Le nombre de soignants contaminés à l’AP-HP recommence à augmenter, souligne Martin Hirsch

“Un troisième confinement est inévitable”, a également estimé sur France Inter ce mardi le chef de service des maladies infectieuses de l’Hôpital Henri-Mondor à Créteil Jean-Daniel Lelièvre. Même son de cloche émis sur RMC par le professeur Axel Kahn, médecin généticien : le reconfinement est “totalement indispensable et inévitable”. Martin Hirsch, le directeur général de l’Assistance publique-Hôpitaux de Paris (AP-HP), expliquait quant à lui ce mercredi sur France Info que le nombre de soignants contaminés à l’AP-HP recommençait à augmenter.

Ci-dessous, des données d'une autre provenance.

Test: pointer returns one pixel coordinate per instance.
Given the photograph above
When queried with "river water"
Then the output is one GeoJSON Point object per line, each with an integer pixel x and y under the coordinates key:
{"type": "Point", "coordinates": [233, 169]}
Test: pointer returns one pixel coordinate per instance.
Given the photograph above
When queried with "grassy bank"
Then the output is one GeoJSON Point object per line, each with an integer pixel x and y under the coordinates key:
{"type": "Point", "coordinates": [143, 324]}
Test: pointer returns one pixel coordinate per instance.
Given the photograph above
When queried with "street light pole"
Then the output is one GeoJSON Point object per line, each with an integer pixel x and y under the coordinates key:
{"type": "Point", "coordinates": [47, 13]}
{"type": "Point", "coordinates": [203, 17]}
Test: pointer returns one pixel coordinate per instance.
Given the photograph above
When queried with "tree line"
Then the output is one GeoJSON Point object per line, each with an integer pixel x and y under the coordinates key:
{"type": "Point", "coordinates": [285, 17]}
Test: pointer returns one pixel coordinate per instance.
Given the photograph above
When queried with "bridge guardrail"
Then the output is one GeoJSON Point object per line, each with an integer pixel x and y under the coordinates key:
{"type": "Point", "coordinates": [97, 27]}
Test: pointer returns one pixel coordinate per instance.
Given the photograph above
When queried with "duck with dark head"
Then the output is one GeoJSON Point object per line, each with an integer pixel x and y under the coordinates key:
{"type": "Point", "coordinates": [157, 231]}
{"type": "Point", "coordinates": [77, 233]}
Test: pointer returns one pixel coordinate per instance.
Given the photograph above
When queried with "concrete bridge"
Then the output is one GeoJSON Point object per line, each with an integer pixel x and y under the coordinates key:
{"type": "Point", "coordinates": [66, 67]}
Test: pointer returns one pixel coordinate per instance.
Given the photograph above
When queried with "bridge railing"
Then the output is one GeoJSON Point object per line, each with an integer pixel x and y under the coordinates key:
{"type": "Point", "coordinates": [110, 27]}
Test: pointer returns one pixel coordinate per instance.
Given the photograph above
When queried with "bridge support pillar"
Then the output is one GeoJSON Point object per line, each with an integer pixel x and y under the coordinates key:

On risque ainsi de se voir se développer le début d’une courbe exponentielle “dans 2-3 jours”, a-t-il précisé. D’où la nécessite, d’après lui, de “peut-être aller au-delà du couvre-feu”. C’est par ailleurs ce que préconisait le Conseil scientifique la semaine dernière.

Avant de passer éventuellement à l’étape suivante, l’exécutif se laisse le temps d’apprécier les effets de l’extension à tout le territoire du couvre-feu à 18 heures, lesquels devraient être pleinement palpables dans les prochains jours. Il n’y aura “pas d’évolution des restrictions nationales cette semaine”, a assuré ce mercredi 20 janvier le porte-parole du gouvernement Gabriel Attal. “Il est possible que cette mesure (le couvre-feu à 18 heures, ndlr) permette de freiner la circulation du virus encore davantage dans notre pays”, a-t-il ajouté.

La fermeture des écoles en cas de reconfinement ?

En cas de reconfinement, les écoles resteront-elles ouvertes ? Leur fermeture ne sera envisagée qu’en cas de “situation gravissime”, a fait savoir Jean Castex en conférence de presse le 7 janvier dernier. Un dernier recours auquel la vitesse de propagation des variants du virus, notamment du variant britannique, pourrait toutefois conduire le gouvernement. Jean-Daniel Lelièvre s’est quant à lui dit sceptique face à une telle hypothèse au micro de France Inter : “Je pense qu’il faut les garder ouvertes parce que les enfants ne sont pas les vecteurs majeurs de cette infection. On sait qu’il y a des catastrophes psychologiques chez les enfants quand on ferme les écoles, des retards à l’apprentissage pour un certain nombre d’entre eux.” Sans compter les difficultés des familles monoparentales à faire garder les enfants. Ce mercredi 20 janvier, le nombre de nouveaux cas confirmés s’élève à 26 784, d’après les chiffres mis en ligne en fin de journée par Santé Publique France.